Thursday, April 26, 2012

Can I run three monitors off of my nvidia 8300 gs pci graphics card since there is a dvi, vga and s-video slot?

I already have two monitors running off of this graphics card, one occupying the vga and the other occupying the dvi slots on the graphics card. There is still an s-video plug-in open. Would it be possible to run a third monitor off of this graphics card if I used a vga-to- s-video adapter? Has any done this with this graphics card? Also, I was wondering if that weren't possible could I somehow enable my onboard graphics card to be able to use both onboard and vga at once to run the three monitors. The onboard vga port has a plastic cover over it with a do not use symbol on it since it came disable since I got the computer with the nvidia already installed. But, would this still be possible. I don't want to buy another graphics card, so what are my other options if I wanted to run three monitors?|||No. The GPU chip in the 8300GS is designed to support TWO monitors only. You will get no picture on the third display if you attempt to connect one to the S-vid port on that card.



Triple-monitor support did not arrive for consumer-grade (i.e. non-workstation) GPUs until the new ATI Radeon HD5000-series came out late last year. And those will only work with computers that have a PCIExpress 16x slot, not PCI. (And the third monitor must have a DisplayPort jack.).



nVidia also did not come out with Triple-monitor support until a few weeks ago, with their new GTX400-series cards.
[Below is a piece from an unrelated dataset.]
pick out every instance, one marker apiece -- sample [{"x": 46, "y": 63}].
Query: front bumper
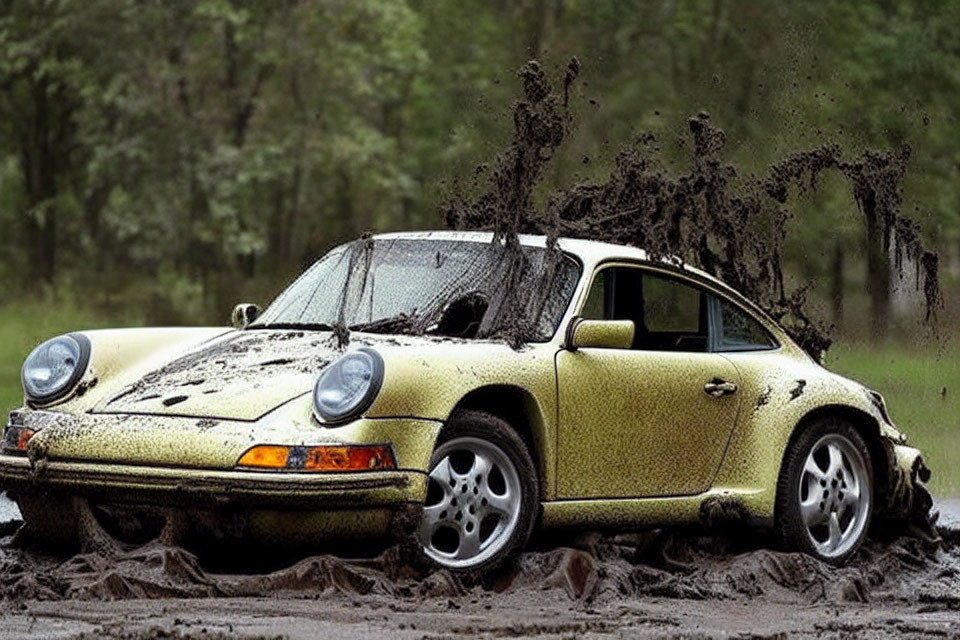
[{"x": 180, "y": 487}]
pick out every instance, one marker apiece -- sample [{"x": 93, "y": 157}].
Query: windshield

I much prefer ATI's HD5000-series because there are games out there written to support image spanning over three monitors, using ATI's Eyefinity technology. If you want triple monitor support, you need to check if your computer has a PCIExpress 16x slot. The best-bang-for-the-buck triple-monitor video card right now is the ATI HD5750, which costs around $130.



EDITED TO ADD:



A splitter can only clone the signal for one monitor into two identical signals. You will not be able to drive the monitors independently using a splitter.



And no, you cannot use the onboard. It is automatically disabled in the presence of a separate vid card to prevent a hardware resources conflict.